Alıntı:
fican Nickli Üyeden Alıntı
Ayrıca Diyanet İşleri Başkanlığı Yayınlarından, Atatürk ve Din Eğitimi (Ahmet Gürtaş) kitabında bütün şahitleri ile görebilirsiniz: Aynı kitapta üçüncü hatıra. Geçtiğimiz yıllarda yüz yaşını geçgin olarak İstanbul Merkez Efendi imam hatibi iken vefat eden, Cumhuriyetin ilânından önce İstanbul’da şeyhülmeşayıh ünvanı ile anılan Nurullah Efendi, özel doktoru Prof. Dr. Naci Bor Efendiye şu olayı bizat kendisi anlatıyor:
Nurullah Efendi, Atatürk’ün sekreteri olan amcazadesinden kendisini Atatürk’le görüştürmesini ister. O da Nurullah Efendiyi Ankara’ya davet eder. O günlerde Atatürk bir vesile ile resepsiyon vermektedir. Sekreter, Nurullah Efendiyi Atatürk ile resepsiyonda karşılaştırarak görüştürmeyi pilânlar ve bu maksatla resepsiyona Nurullah Efendiyi davet eder. Arzu edilen bu görüşme gerçekleşir. Ve Atatürk, Nurullah Efendi ile bir köşede hayli sohbet eder.

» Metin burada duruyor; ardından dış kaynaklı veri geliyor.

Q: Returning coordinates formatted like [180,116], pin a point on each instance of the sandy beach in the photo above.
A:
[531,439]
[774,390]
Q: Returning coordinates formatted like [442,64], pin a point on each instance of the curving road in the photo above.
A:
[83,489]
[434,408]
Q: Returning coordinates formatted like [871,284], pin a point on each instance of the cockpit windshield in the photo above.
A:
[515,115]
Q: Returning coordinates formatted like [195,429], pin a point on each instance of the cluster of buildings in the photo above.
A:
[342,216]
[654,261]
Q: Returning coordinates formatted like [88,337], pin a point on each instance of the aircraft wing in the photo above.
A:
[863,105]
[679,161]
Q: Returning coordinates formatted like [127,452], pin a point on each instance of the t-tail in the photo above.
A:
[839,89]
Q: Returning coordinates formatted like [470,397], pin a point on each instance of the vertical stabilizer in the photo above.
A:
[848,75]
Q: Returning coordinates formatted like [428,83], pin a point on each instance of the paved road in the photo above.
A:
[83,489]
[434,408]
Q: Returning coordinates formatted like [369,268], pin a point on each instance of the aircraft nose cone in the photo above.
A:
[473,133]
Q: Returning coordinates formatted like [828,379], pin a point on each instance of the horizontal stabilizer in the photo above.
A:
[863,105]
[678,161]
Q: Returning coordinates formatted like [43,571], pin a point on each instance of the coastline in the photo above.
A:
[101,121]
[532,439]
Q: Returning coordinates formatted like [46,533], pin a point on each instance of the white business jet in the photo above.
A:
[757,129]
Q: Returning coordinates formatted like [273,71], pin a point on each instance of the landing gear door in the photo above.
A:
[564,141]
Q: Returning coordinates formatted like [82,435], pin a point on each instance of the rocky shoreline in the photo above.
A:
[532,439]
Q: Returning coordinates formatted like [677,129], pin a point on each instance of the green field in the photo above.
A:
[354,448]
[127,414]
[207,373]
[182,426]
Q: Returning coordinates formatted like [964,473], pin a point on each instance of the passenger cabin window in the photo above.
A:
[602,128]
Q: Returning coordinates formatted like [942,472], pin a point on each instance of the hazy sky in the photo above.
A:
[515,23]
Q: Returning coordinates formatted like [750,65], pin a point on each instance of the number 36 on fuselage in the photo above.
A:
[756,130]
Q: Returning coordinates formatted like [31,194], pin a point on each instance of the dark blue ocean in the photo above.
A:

O günlerde türbe, tekke ve zaviyeler kapatılmış bulunmaktadır!
Söz buna intikal edince Atatürk, Nurullah Efendiye der ki:
--Efendi Hazretleri! Tekke, türbe ve zaviyeleri ben kapattım! Allâh bana ömür verecek mi? Bilmiyorum; ama şayet ömrüm olursa, günü gelince bunları yine ben açacağım!

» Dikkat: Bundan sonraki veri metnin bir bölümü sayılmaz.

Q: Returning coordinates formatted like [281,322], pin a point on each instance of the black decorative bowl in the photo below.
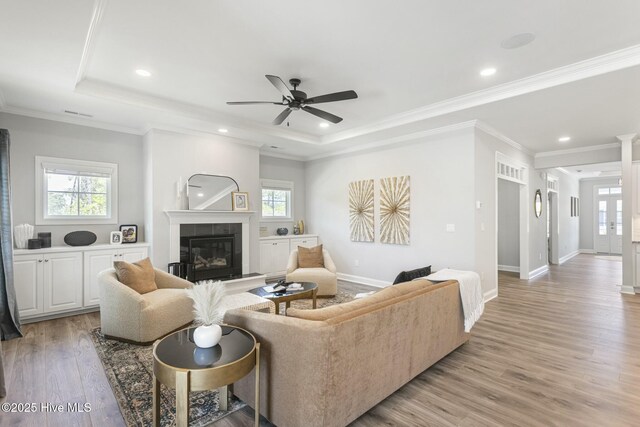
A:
[80,238]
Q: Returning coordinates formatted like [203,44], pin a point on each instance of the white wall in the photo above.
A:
[172,156]
[32,137]
[442,192]
[587,215]
[569,227]
[508,224]
[285,170]
[486,240]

Atatürk bu hakikati gerçek şeyh efendiye ifşa etti.
PİRİ GALİBİ
SEYYİD H.GALİP HASAN KUŞÇUOĞLU
HZ. KUR’AN’DA TESETTÜR HİCAP VE EDEP İSİMLİ ESERİNDEN ALINTIDIR.
|
Eğer böyle bir sözü var ise neden kemalistlerin tavrı değişmiyor?